Department of Pediatrics, Division of Pediatric Hematology-Oncology, Duke University Medical Center, Durham, North Carolina, USA.
Duke Cancer Institute, Durham, North Carolina, USA.
Pediatr Blood Cancer. 2021 Jun;68(6):e29014. doi: 10.1002/pbc.29014. Epub 2021 Mar 19.
This retrospective study harnessed an institutional cancer registry to construct a childhood cancer survivorship cohort, integrate electronic health record (EHR) and geospatial data to stratify survivors based on late-effect risk, analyze follow-up care patterns, and determine factors associated with suboptimal follow-up care.
The survivorship cohort included patients ≤18 years of age reported to the institutional cancer registry between January 1, 1994 and November 30, 2012. International Classification of Diseases for Oncology, third revision (ICD-O-3) coding and treatment exposures facilitated risk stratification of survivors. The EHR was linked to the cancer registry based on medical record number (MRN) to extract clinic visits.

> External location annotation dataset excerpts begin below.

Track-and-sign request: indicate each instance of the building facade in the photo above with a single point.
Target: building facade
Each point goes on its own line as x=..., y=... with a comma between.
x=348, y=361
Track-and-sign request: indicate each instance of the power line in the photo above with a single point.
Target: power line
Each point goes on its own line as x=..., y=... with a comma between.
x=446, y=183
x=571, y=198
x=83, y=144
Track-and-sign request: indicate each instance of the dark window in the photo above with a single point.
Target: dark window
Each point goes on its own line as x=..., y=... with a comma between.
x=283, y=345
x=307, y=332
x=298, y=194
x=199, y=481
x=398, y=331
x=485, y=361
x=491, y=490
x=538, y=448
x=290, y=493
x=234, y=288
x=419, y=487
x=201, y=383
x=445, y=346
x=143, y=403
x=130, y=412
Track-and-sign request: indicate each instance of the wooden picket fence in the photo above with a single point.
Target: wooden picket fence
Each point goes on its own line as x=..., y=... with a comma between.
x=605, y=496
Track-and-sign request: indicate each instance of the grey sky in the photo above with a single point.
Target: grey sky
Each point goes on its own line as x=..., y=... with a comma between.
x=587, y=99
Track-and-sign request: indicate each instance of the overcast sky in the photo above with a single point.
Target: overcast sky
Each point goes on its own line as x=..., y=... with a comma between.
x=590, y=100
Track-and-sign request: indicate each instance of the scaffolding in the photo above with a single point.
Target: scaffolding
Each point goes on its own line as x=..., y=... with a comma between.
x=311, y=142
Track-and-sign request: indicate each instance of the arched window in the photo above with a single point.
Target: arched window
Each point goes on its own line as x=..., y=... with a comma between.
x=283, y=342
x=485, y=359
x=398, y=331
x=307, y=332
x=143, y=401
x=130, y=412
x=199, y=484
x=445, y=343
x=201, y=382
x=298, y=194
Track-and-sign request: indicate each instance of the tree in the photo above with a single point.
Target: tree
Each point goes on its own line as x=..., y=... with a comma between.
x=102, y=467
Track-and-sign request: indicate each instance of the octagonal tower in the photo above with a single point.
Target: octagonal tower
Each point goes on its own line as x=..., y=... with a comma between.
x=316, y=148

Five hundred and ninety pediatric hematology-oncology (PHO) and 275 pediatric neuro-oncology (PNO) survivors were included in the final analytic cohort. Two hundred and eight-two survivors (32.6%) were not seen in any oncology-related subspecialty clinic at Duke 5-7 years after initial diagnosis. Factors associated with follow-up included age (p = .008), diagnosis (p < .001), race/ethnicity (p = .010), late-effect risk strata (p = .001), distance to treatment center (p < .0001), and area deprivation index (ADI) (p = .011). Multivariable logistic modeling attenuated the association for high-risk (OR 1.72; 95% CI 0.805, 3.66) and intermediate-risk (OR 1.23, 95% CI 0.644, 2.36) survivors compared to survivors at low risk of late effects among the PHO cohort. PNO survivors at high risk for late effects were more likely to follow up (adjusted OR 3.66; 95% CI 1.76, 7.61).

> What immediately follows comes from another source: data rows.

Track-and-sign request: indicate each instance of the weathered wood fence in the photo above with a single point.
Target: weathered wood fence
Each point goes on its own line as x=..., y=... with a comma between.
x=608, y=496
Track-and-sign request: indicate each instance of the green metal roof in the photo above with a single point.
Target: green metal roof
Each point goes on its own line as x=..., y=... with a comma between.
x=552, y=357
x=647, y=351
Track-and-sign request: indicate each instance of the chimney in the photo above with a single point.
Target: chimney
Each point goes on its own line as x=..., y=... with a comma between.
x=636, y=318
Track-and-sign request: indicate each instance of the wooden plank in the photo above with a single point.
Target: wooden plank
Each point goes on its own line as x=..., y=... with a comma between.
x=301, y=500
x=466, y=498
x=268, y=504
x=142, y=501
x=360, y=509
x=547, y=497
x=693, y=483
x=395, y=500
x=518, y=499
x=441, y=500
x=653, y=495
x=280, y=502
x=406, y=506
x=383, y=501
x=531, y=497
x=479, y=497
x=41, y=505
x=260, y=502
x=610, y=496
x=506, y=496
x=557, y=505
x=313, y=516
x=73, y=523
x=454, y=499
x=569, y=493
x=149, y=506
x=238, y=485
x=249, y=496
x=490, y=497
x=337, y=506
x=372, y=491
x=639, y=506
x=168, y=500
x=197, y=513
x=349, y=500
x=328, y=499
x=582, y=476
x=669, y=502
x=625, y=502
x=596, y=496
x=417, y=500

Nearly a third of survivors received suboptimal follow-up care. This study provides a reproducible model to integrate cancer registry and EHR data to construct risk-stratified survivorship cohorts to assess follow-up care.
本回顾性研究利用机构癌症登记处构建了一个儿童癌症生存者队列,整合电子健康记录(EHR)和地理空间数据,根据晚期效应风险对生存者进行分层,分析随访护理模式,并确定与随访护理不理想相关的因素。
生存者队列包括 1994 年 1 月 1 日至 2012 年 11 月 30 日向机构癌症登记处报告的≤18 岁的患者。国际肿瘤疾病分类学,第三版(ICD-O-3)编码和治疗暴露有助于对生存者进行风险分层。根据病历号(MRN)将 EHR 与癌症登记处链接,以提取就诊记录。
最终分析队列纳入了 59 名儿科血液肿瘤学(PHO)和 275 名儿科神经肿瘤学(PNO)生存者。282 名生存者(32.6%)在初始诊断后 5-7 年内未在任何肿瘤相关专科诊所就诊。与随访相关的因素包括年龄(p=0.008)、诊断(p<0.001)、种族/民族(p=0.010)、晚期效应风险分层(p=0.001)、与治疗中心的距离(p<0.0001)和区域贫困指数(ADI)(p=0.011)。多变量逻辑建模减弱了高危(OR 1.72;95% CI 0.805,3.66)和中危(OR 1.23,95% CI 0.644,2.36)与低危(PHO 队列中晚期效应风险较低)生存者相比,幸存者的关联。有晚期效应高风险的 PNO 幸存者更有可能接受随访(调整后的 OR 3.66;95% CI 1.76,7.61)。
近三分之一的生存者接受了不理想的随访护理。本研究提供了一种可复制的模型,可将癌症登记处和 EHR 数据整合到一起,构建风险分层的生存者队列,以评估随访护理。